As novelist Zadie Smith put in her collection of essays Intimations: ‘There is no great difference between novels and banana bread. They are both just something to do.’ So we should suspend our ‘moral anxiety’ over whether we’re doing the ‘right’ things.
In pre-pandemic life, we measured ourselves according to productivity. In fact, being productive was seen as equivalent to being successful. But in lockdown, we are successful if we survive each day with our mental health intact.
So whereas, previously, I would have been appalled at the notion of staying in bed each morning reading a book till 10am rather than getting dressed, rushing to the tube and firing off a dozen emails on the way, I now feel no guilt at starting my day in this way. I feel no guilt when I stare out of the window for minutes at a time.
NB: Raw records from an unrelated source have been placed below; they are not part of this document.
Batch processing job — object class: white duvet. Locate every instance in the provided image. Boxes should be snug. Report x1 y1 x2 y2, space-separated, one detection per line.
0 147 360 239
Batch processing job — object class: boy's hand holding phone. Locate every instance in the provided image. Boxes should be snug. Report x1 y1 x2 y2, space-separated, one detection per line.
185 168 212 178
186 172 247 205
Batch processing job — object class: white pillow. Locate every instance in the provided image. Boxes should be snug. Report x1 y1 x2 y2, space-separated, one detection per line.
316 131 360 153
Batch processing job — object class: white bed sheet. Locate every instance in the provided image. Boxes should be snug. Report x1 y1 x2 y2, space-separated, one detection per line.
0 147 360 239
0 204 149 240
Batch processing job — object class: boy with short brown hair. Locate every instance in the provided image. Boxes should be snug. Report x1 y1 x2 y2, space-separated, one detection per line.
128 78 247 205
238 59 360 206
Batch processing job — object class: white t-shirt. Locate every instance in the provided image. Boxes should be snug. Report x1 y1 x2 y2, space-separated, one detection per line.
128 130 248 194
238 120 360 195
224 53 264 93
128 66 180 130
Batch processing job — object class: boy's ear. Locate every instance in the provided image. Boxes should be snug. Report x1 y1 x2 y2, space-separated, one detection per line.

Suspending my own internal critic is, I have realised, an excellent – even productive – use of my time. It has taken effort to silence that shrill, judgy voice telling me I’m not doing enough, but I think I’ve got there. I’ve realised that sometimes the most effective form of doing something is not doing anything. It’s allowing myself space to breathe and rest when the world outside my window seems occasionally to be spinning out of control. It’s allowing the cells of our fortitude to multiply so that, next time, we’ll all be a bit more ready to withstand whatever is thrown our way.
Now forgive me, but I really must go for a soak in that daytime bath.